I soldati italiani, così come quelli
delle altre forze NATO, vengono “mandati” (in realtà sono
professionisti, e stipendiati molto profumatamente, non certo
ragazzini della leva) a presidiare territori a loro del tutto
estranei e a minacciare l’incolumità delle popolazioni locali per
servire gli interessi dei loro governanti, ovvero dei grandi
capitali industriali e finanziari: con queste guerre si conquistano
avamposti strategici in aree “difficili”, si protegge il transito
di oleodotti e gasdotti, ci si appropria di materie prime e risorse
naturali, si ingrassano i profitti dell’industria bellica. Di certo
non si proteggono la “nostra” sicurezza e la “nostra”

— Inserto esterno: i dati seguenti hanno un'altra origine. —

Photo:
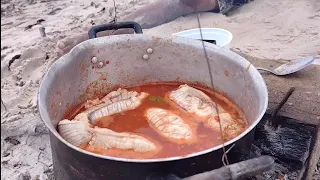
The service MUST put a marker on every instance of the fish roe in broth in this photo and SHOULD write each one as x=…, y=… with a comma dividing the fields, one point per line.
x=134, y=121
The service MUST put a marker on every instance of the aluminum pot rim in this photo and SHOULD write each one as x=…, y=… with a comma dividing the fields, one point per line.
x=45, y=117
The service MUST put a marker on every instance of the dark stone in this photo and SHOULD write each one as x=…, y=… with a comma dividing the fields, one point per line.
x=12, y=140
x=290, y=145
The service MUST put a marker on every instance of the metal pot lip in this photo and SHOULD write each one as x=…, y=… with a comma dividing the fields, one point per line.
x=190, y=42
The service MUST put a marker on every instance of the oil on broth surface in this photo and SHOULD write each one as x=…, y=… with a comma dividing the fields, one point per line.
x=134, y=121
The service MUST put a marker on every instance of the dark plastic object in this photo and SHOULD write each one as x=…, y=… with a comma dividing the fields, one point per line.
x=114, y=26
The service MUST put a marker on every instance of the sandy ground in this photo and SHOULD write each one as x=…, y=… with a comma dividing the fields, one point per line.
x=266, y=29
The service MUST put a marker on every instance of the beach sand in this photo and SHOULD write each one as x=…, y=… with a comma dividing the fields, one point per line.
x=274, y=30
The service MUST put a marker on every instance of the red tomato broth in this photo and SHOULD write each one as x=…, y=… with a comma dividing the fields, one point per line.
x=134, y=121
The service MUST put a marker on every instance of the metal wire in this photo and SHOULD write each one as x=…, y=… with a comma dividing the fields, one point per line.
x=225, y=160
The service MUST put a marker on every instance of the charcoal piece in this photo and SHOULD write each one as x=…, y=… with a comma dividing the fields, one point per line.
x=290, y=142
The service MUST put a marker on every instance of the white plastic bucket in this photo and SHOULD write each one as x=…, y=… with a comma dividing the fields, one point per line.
x=222, y=37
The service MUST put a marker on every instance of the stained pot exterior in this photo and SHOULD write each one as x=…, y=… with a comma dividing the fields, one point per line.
x=74, y=78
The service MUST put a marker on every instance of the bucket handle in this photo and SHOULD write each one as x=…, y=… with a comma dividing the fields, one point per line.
x=114, y=26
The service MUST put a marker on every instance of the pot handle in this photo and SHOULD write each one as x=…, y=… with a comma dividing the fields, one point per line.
x=114, y=26
x=240, y=170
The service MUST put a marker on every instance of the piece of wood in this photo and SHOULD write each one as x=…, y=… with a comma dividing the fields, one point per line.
x=303, y=105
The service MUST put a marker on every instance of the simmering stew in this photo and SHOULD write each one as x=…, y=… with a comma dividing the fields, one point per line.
x=157, y=120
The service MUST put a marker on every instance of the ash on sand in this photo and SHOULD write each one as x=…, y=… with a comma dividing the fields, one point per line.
x=290, y=144
x=26, y=56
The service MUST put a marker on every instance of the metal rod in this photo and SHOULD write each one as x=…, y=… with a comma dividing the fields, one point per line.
x=274, y=122
x=225, y=160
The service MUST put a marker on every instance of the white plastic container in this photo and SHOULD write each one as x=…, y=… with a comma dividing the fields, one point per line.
x=222, y=37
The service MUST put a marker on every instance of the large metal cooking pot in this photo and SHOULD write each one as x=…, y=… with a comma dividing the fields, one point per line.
x=75, y=77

libertà, tanto più che anche nelle guerre, come in troppi altri
ambiti, le spese sono pubbliche e i profitti privati. I soldati italiani sono dunque presenti
in queste aree esclusivamente per curare interessi economici
padronali e interessi strategici degli USA e del nascente polo
imperialista europeo, e per compiere il loro dovere non esitano certo
a calpestare ogni diritto e rivendicazione delle popolazioni che si
trovano di fronte.
Non c’è molto da stupirsi se di fronte a tutto
ciò nascono movimenti di resistenza che sempre più spesso ci fanno
ricordare di essere davvero in guerra, di non essere difensori ma oppressori di questi popoli.

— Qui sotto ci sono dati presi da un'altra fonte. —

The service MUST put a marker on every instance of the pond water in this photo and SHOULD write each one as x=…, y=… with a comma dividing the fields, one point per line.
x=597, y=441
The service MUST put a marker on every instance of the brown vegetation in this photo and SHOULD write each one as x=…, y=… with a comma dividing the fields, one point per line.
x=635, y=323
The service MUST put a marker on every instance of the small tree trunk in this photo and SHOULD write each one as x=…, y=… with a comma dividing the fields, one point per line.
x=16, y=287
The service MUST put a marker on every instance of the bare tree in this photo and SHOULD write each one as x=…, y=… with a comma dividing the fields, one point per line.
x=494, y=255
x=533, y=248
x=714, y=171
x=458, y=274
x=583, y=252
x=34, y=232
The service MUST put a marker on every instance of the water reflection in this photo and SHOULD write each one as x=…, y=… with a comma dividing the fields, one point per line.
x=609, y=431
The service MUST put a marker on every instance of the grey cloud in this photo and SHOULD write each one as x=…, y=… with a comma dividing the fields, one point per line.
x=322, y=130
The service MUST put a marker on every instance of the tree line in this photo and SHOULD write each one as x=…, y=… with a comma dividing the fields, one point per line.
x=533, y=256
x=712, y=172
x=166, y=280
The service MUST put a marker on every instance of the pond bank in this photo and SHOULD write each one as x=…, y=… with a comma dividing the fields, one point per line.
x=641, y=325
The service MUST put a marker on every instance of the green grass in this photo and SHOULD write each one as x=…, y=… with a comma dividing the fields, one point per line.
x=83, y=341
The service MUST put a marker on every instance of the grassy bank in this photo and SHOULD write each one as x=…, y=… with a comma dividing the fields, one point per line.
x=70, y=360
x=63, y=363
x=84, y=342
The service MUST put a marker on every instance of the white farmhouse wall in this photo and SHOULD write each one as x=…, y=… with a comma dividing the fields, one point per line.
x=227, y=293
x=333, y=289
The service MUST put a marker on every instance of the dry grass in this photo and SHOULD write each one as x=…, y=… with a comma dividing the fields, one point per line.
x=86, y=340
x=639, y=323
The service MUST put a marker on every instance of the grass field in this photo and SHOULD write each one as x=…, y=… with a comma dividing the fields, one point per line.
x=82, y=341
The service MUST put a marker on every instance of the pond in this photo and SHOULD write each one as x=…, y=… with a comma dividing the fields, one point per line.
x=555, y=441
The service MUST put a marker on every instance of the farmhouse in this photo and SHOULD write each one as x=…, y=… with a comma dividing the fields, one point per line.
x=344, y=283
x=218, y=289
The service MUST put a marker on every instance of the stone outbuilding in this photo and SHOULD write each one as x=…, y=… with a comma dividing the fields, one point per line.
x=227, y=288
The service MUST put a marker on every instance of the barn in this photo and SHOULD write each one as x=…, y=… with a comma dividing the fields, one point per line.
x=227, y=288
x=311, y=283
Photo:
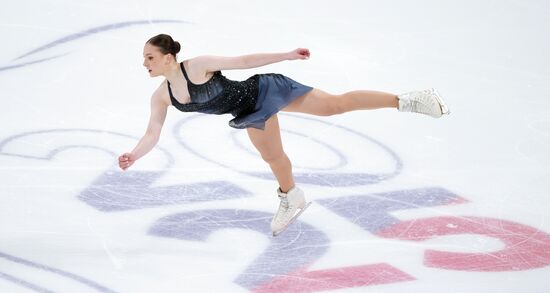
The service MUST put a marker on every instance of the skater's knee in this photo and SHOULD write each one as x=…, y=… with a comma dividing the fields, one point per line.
x=332, y=105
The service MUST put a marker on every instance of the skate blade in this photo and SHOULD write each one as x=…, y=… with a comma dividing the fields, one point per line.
x=444, y=108
x=275, y=233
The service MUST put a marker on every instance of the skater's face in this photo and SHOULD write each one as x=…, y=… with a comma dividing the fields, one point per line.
x=154, y=61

Non è per questi caduti che piangiamo.
Riteniamo molto più naturale versare le nostre lacrime ed esprimere
la nostra rabbia per le vittime innocenti delle guerre imperialiste,
così come per tutti coloro che ogni giorno muoiono facendo lavori
più “normali” e meno “eroici” e non avranno mai né un minuto di silenzio né una
medaglia al valore.
BASTA GUERRE IMPERIALISTE!
SOLIDARIETA’ CON I POPOLI OPPRESSI!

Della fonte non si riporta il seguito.